McGlade nudged me. “Are you tapping that?”
“Pasha?”
“She doesn’t respond to my romantic overtures. I think it’s because she’s got a thing for you.”
“Maybe she just finds you repulsive.”
“Impossible,” McGlade said. Then he belched and left.
“Your friend, Harry McGlade, is a fascinating man,” Pasha said, coming up beh
ind me.
I recalled Harry’s words in the parking lot. “We’re not exactly friends.”
“Really? He’s helping you.”
“I’m paying him.”
“But he doesn’t need the money. He told me about Fatal Autonomy.”
Fatal Autonomy. The TV series based on Harry. It was about as unrealistic as television could get. On the show, the character of Harry was a good looking genius, and everyone around him was an idiot.
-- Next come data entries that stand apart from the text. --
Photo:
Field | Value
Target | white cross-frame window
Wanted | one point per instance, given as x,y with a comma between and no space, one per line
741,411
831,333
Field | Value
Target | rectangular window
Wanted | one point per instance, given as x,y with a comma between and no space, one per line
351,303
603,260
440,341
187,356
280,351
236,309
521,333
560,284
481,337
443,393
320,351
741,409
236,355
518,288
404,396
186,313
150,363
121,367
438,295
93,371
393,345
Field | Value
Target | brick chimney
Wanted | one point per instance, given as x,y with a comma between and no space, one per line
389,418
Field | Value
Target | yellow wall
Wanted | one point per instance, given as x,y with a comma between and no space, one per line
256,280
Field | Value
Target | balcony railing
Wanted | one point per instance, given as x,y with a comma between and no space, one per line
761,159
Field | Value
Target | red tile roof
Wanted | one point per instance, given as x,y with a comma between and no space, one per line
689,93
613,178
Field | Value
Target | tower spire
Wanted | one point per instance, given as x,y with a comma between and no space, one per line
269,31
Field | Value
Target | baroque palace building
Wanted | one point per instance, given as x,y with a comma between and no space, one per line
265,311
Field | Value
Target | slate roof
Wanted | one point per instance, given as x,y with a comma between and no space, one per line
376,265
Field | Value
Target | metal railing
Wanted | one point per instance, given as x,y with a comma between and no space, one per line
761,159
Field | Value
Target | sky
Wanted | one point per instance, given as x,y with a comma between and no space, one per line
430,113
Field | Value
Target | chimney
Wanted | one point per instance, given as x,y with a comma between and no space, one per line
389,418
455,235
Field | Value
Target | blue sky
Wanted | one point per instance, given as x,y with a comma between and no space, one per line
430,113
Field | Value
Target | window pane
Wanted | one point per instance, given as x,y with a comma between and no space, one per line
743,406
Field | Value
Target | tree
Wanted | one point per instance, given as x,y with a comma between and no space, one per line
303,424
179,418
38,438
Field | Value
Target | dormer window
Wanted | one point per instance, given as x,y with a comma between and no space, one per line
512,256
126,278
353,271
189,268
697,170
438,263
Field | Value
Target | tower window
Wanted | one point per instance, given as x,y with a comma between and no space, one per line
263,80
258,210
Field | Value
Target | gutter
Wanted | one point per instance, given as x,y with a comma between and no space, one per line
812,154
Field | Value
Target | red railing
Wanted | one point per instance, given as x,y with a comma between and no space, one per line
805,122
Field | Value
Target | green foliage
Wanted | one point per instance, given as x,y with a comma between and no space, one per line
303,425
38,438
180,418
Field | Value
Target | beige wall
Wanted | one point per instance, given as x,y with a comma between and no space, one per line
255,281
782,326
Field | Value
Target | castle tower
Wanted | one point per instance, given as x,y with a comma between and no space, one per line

A mirror-parody of real life.
“Don’t be surprised if he asks you to sign a release form. You’ll probably be portrayed by a blonde singer who does pop Top 40.”
Pasha frowned. “That’s disappointing. I was hoping to be a real Indian stereotype; working at a donut chain, wearing a Bindi, worshipping a cow.”
I hadn’t had an easy life. But I’d never experienced racism or sexism.
“Probably isn’t easy,” I said, “being a female Indian American doctor in the suburbs.”
“Nothing worth doing is easy.”
“Good point. What did the other clinics say?”
“No other threats. No protests lately, either.”
“Do you happen to know the mayor?”
“What mayor? Of Flutesburg? No.”
We shared a comfortable silence. I’d come down from the tramadol, and the pill buffet in my stomach was no substitute for dealing with pain.
“You’re hurting,” she noticed.
“I can manage.”
“I could prescribe something for the pain. But Harry said…”
“I’m an addict.”
She nodded.
“He’s right.”
“Were you addicted to drugs before your cancer diagnosis?”
I considered it. “I’d used drugs. But I wasn’t addicted.”
“So is cancer the reason for your addiction? Or is it an excuse for your addiction?”
That’s a damn good question, Earl said.
“I’ve…” I searched for the right words. “I’ve been in pain. A lot. Even before the cancer. Lately, I’ve been relying on drugs as my primary coping mechanism.”
“How is that working out for you?”
Another damn good question. She’s got your number, buddy.
“How is it working out?” I repeated. “Does anything actually work out?”